Narrative E-Writing Intervention (NeW-I) for Parents of Children With Chronic Life-Threatening Illness

Not Applicable

• Conditions: Parent of Child With Chronic Life-threatening Illness
• Interventions: Other: NeW-I group

• Registration Number: NCT03684382
• Lead Sponsor: Nanyang Technological University

Brief Summary

Narrative e-Writing Intervention (NeW-I) is an evidence-based, strength-focused and meaning-oriented approach that aims at enhancing well-being, alleviating burden, and reducing adverse grief outcomes among Singaporean parents caring for a child with chronic life-threatening illness.
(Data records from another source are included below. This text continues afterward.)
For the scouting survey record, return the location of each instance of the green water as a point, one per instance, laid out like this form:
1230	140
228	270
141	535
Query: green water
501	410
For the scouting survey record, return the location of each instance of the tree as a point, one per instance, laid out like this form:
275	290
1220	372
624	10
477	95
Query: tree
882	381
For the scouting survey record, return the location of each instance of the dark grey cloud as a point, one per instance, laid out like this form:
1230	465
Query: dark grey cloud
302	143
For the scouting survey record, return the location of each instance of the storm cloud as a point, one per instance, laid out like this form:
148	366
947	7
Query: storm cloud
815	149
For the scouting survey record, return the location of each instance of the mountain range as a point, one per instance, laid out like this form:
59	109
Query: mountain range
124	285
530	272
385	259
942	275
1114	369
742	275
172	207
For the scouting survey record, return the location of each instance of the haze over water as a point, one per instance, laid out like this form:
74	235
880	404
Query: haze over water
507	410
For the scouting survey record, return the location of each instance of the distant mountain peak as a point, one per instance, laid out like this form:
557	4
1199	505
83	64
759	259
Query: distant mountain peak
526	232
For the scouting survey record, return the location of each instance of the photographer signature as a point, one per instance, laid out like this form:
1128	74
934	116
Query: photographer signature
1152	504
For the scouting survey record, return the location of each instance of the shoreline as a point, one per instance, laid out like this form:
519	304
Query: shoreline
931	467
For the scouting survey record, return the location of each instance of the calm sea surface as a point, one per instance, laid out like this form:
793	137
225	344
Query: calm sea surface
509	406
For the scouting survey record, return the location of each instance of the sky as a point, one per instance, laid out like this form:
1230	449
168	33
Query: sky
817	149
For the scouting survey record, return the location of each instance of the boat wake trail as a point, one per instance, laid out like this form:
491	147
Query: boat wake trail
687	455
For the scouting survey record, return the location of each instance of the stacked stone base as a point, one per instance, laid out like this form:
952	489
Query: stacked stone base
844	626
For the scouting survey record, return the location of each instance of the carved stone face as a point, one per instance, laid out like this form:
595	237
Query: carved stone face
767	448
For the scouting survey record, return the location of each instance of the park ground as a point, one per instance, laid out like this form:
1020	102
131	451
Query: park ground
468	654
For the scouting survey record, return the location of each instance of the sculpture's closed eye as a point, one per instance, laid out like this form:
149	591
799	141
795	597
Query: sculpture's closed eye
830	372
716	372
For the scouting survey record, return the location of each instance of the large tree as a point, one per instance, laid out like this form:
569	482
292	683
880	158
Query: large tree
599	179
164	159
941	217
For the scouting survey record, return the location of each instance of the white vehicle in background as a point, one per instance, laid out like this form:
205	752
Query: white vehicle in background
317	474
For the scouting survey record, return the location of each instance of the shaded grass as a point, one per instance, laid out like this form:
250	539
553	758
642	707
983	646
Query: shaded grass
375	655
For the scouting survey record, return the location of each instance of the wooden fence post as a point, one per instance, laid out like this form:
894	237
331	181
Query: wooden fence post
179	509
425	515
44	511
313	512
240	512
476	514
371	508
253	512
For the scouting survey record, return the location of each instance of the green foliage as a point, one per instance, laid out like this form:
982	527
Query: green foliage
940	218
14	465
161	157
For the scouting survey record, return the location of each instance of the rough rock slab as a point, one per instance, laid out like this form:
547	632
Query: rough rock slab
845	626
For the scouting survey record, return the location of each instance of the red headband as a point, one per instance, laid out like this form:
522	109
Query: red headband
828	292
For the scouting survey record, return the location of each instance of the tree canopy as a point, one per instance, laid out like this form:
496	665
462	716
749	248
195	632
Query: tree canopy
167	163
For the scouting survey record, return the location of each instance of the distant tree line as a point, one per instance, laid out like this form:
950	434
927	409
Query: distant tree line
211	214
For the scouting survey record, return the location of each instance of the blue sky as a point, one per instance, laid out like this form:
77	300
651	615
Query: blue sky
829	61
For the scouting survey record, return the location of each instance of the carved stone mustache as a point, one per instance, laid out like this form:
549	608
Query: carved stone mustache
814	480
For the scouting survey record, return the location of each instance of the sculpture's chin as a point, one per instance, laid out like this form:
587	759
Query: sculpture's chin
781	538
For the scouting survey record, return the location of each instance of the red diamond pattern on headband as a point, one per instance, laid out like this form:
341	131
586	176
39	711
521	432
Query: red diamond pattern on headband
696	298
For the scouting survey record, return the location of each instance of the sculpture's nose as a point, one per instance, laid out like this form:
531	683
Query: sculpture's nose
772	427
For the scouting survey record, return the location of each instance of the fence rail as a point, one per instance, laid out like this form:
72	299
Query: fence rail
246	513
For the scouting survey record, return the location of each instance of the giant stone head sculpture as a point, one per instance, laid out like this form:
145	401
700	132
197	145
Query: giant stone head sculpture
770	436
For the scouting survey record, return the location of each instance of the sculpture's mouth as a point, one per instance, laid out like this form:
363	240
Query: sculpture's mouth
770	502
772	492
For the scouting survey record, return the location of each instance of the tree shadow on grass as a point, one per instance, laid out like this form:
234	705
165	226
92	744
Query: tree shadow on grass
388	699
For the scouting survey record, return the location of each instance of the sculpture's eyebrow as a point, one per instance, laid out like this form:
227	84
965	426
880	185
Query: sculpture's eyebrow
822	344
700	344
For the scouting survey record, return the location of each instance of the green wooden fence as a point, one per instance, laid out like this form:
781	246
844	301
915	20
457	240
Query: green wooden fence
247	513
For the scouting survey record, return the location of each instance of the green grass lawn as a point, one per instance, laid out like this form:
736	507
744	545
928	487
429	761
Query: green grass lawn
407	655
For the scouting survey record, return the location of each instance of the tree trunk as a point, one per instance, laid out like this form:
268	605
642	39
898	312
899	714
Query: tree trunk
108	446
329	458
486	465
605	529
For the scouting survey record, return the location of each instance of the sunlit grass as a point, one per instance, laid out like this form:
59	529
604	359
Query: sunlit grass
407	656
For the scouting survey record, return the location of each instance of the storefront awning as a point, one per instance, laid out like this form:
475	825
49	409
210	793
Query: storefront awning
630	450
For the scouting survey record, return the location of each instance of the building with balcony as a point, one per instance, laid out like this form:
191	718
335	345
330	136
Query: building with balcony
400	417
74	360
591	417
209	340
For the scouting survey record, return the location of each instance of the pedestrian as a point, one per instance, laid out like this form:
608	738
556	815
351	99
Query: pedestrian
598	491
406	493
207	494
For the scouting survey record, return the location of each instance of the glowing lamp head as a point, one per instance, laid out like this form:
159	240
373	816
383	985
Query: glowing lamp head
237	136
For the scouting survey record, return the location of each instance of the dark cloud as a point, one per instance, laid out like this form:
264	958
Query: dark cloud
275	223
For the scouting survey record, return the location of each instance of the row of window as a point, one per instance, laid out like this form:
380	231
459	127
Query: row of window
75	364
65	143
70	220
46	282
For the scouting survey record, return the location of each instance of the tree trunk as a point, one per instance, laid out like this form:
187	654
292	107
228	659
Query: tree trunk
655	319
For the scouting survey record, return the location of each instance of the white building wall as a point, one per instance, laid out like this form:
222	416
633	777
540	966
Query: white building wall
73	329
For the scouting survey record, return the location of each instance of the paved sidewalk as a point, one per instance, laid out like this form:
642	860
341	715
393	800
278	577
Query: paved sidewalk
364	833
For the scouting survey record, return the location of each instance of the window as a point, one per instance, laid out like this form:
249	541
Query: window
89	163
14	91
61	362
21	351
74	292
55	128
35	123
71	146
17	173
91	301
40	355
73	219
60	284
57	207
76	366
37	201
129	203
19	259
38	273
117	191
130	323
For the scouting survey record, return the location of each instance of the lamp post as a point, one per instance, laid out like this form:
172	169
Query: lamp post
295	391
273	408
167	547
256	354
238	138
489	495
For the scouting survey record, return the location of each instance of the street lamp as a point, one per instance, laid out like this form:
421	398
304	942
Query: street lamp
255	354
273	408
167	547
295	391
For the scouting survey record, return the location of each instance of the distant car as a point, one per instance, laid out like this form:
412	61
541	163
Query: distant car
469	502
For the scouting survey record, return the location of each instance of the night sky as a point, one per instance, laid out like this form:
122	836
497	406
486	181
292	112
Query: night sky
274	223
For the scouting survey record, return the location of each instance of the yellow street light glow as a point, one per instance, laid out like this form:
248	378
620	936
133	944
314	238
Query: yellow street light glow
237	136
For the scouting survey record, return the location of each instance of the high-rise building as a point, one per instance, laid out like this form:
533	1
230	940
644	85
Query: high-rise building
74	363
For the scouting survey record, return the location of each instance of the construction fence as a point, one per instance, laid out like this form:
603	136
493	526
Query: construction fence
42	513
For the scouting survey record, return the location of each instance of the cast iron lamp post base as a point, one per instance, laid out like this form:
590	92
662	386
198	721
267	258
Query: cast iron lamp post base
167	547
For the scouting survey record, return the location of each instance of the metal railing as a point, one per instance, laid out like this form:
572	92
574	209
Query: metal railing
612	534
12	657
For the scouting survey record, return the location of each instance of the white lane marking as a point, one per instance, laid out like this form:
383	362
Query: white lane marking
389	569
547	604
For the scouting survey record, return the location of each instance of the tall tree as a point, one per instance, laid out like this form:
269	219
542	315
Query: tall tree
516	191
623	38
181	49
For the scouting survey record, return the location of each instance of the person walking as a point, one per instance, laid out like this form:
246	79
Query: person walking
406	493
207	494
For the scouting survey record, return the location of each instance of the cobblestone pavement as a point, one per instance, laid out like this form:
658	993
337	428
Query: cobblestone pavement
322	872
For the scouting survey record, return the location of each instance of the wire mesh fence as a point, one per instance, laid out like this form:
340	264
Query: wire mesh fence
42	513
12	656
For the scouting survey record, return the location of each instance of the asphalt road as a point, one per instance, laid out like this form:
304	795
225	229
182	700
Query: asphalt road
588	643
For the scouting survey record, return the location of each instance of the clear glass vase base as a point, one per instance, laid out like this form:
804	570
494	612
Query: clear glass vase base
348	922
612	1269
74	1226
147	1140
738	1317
In collaboration with KK Women's and Children's Hospital and Club Rainbow Singapore, a pilot randomized controlled trial with a built-in qualitative evaluation and feasibility study will be carried out to assess the efficacy of the therapist-facilitated NeW-I protocol and platform among a purposive sample of 66 participants. The findings generated will form the foundation for a full-scale RCT for advancing paediatric palliative care and parental bereavement support.

Detailed Description

Background: Conventional grief support interventions for parents whose children are suffering from a chronic life-threatening illness often begin only after the child's death. Despite robust evidence which shows that pre-loss interventions that enhance death preparedness can alleviate psychological distress and prevent adverse grief outcomes among family caregivers of dying patients, there is no known program designed specifically to address the psycho-emotional-spiritual needs of parents facing child loss. And while the National Strategy for Palliative Care in Singapore aims to promote holistic end-of- life care services to patients and their caregivers, vast inadequacy continues to exist in the support provided to parents caring for a dying child in the local context.

Objective and Methods: A novel therapist-facilitated, online intervention is conceived to fill this critical service gap. Adopting an evidence-based approach, the research team has developed a strength-focused and meaning-oriented Narrative e-Writing Intervention (NeW-I) for parents anticipating the death of their child due to a chronic life-threatening condition. The design of NeW-I is informed by an existing body of research (i.e. international systematic review and local qualitative inquiry) that critically examines the lived experience of bereaved parents of children with life- limiting illnesses. NeW-I will be implemented in Singapore in collaboration with KK Women and Child's Hospital and Club Rainbow Singapore. A pilot Randomized Control Trial (RCT) with a built-in accessibility and feasibility study will examine the efficacy of the NeW-I therapeutic protocol for enhancing quality of life, spiritual wellbeing, hope and perceived social support, as well as reducing depressive symptoms, caregiver burden and anticipatory grief among a purposive sample of 66 participants.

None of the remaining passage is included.